Counter-argument focuses on concentration risk. Radian remains heavily exposed to single-family U.S. residential mortgages. A sudden spike in unemployment or an unanticipated rate hike could reverse recent home price gains. However, current positioning data from options markets shows a clear bias toward call buying in RDN ahead of earnings. Net institutional inflows into the financial sector over the past week totaled $1.2 billion, with a measurable portion targeting specialty insurers.
Outlook — what to watch next
The primary near-term catalyst is Radian's Q2 2026 earnings release on 23 July. Analysts will scrutinize the new insurance written (NIW) volume and the quarterly persistency rate. The June 2026 Consumer Price Index report, due 14 July, will influence rate expectations and, by extension, mortgage rate trajectories.
Key technical levels to monitor include the $39.50 area as the next resistance, representing the 161.8% Fibonacci extension from the 2025 pullback. Support is now established at the previous high of $36.21. A close above $39 after earnings would confirm a breakout from a multi-year consolidation pattern. Persistent strength in the S&P/Case-Shiller index will be required for the sector thesis to hold.

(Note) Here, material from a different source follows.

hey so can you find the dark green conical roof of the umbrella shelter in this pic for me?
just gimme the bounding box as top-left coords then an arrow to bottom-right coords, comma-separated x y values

Frequently Asked Questions
What does Radian Group do?
Radian Group Inc is a provider of private mortgage insurance and mortgage risk management services in the United States. Its core product insures residential mortgage loans against default, protecting lenders and enabling low-down-payment mortgages. The company also offers title insurance, real estate services, and portfolio risk analytics. Its financial performance is tightly linked to U.S. housing market health, interest rates, and employment trends.
How does private mortgage insurance differ from FHA insurance?
Private mortgage insurance, offered by companies like Radian, is typically required on conventional loans where the borrower's down payment is less than 20%. It is provided by private capital and can be cancelled once a borrower achieves 20% equity. FHA insurance is government-backed, has different premium structures and upfront costs, and remains for the loan's life for most borrowers. PMI is generally more sensitive to credit market cycles.
What are the main risks for Radian Group stock?
The primary risks are a severe U.S. economic recession leading to widespread mortgage defaults, a sharp increase in interest rates that stifles home purchase activity, and a significant decline in national home prices. Regulatory changes to capital requirements for lenders or insurers also pose a risk. The company's performance is less diversified than larger financial institutions, making it more volatile to housing sector shocks.
Bottom Line
Radian Group's new 52-week high reflects a fundamental re-assessment of mortgage insurer profitability amid stabilizing housing data.
Disclaimer: This article is for informational purposes only and does not constitute investment advice. CFD trading carries high risk of capital loss.